If all the facts of this case are construed in
favor of Mr. Pearson, there certainly is
sufficient evidencе to permit a jury to find a
violation of the Eighth Amendment. We
nevertheless must determine whether Mr. Ramos was
entitled to qualified immunity at the time of Mr.
Pearson’s prolonged incarceration. "[G]overnment
officials performing discretionary functions
generally are shielded from liability for civil
damages insofar as their conduct does not violate
clearly established statutory or constitutional
rights of which a reasonable person would have
known." Harlow v. Fitzgerald,
Even if we construe all facts in favor of Mr. Pearson, Mr. Ramos is correct in his argument that, in 1994, at the time he acted, it was not entirely clear that the confinement he imposed violated the Eighth Amendment. Nor was it clear at the time that "stacked" administrative punishments imposed for subsequent infractions were to be analyzed cumulatively. Indeed, my colleagues take the contrary position today. Accordingly, I believe that Mr. Ramos is entitled to qualified immunity and, on that basis, join in reversing the judgment of the district court.
/1 These infractions were: (1) seriously assaulting a prison official in November 1993; (2) setting fires outside his cell in March 1994; (3) assaulting a prison official in April 1994; and (4) seriously assaulting yet аnother prison official in May 1994.
/2 There was a one-week gap between the 90-day periods for his first and second offenses. The first 90-day period ended on March 15, 1994, and the second period began on March 23, 1994.
/3 Over the course of the year, Mr. Pearson left his cell at least four times a month and more often seven or eight times a month, either to take showers (generally once a week), to visit family members, to go to the law library, or to visit the health center. Whenever he left his cell, Mr. Pearson’s legs were shackled and his arms restrained by chains. "Any walking he did outside his cell would have beеn little more than a shuffle." R.88 at 2. During the first 90-day period, Mr. Pearson left his cell at least 23 times for a total of 31.7 hours. (Although prison records show that Mr. Pearson was given 3 hours of yard time on February 14, 1994, Mr. Pearson denies that this occurred.) During the second 90- day period, Mr. Pearson left his cell at least 20 times for a total of about 33 hours away from it. The prison was under a lockdown for 33 days during this period. During the third 90-day period, Mr. Pearson left his cell at least 16 times for a total of 32.5 hours. The prison was under a lockdown for 28 days during this period. Finally, during the fourth 90-day period, Mr.
Pearson left his cell 13 times for a total of 24 hours. The prisоn was under a lockdown for 42 days during this period.

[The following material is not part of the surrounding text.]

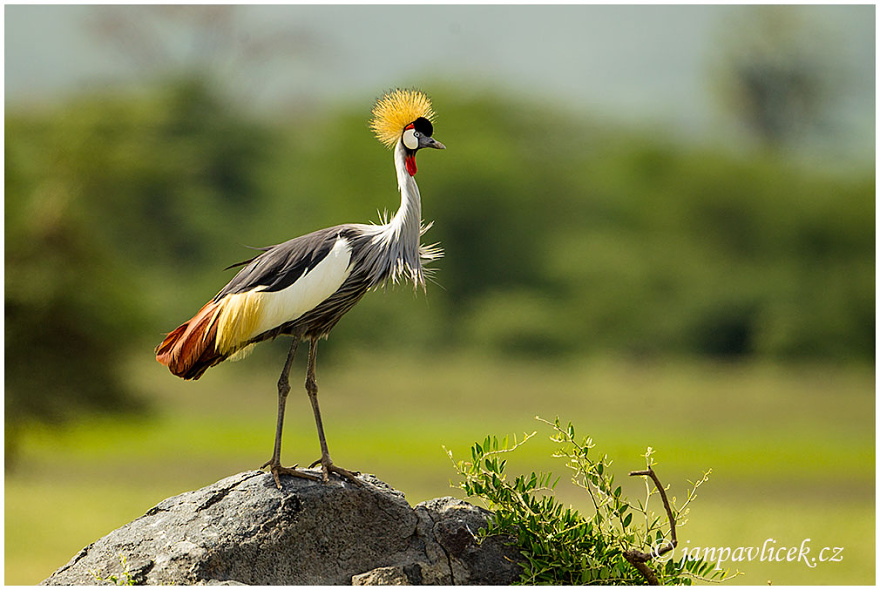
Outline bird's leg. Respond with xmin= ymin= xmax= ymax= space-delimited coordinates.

/4 Mr. Pearson apparently transferred cells a few times over the course of the year. It appears that each of Mr. Pearson’s cells would have *14 contained a sink, a bed, and a toilet. They also would have had a window, which could be cracked open. In its summary judgment order, the district court reports that his cell contained an open area approximately 10’2" long and between 3’8" and 4’8" wide. See R.47 at 4. Later, in the district court’s order denying the motion for judgment as a matter of law, the court stated that the open area in Mr. Pearson’s cell was "two by five feet." R.88 at 2.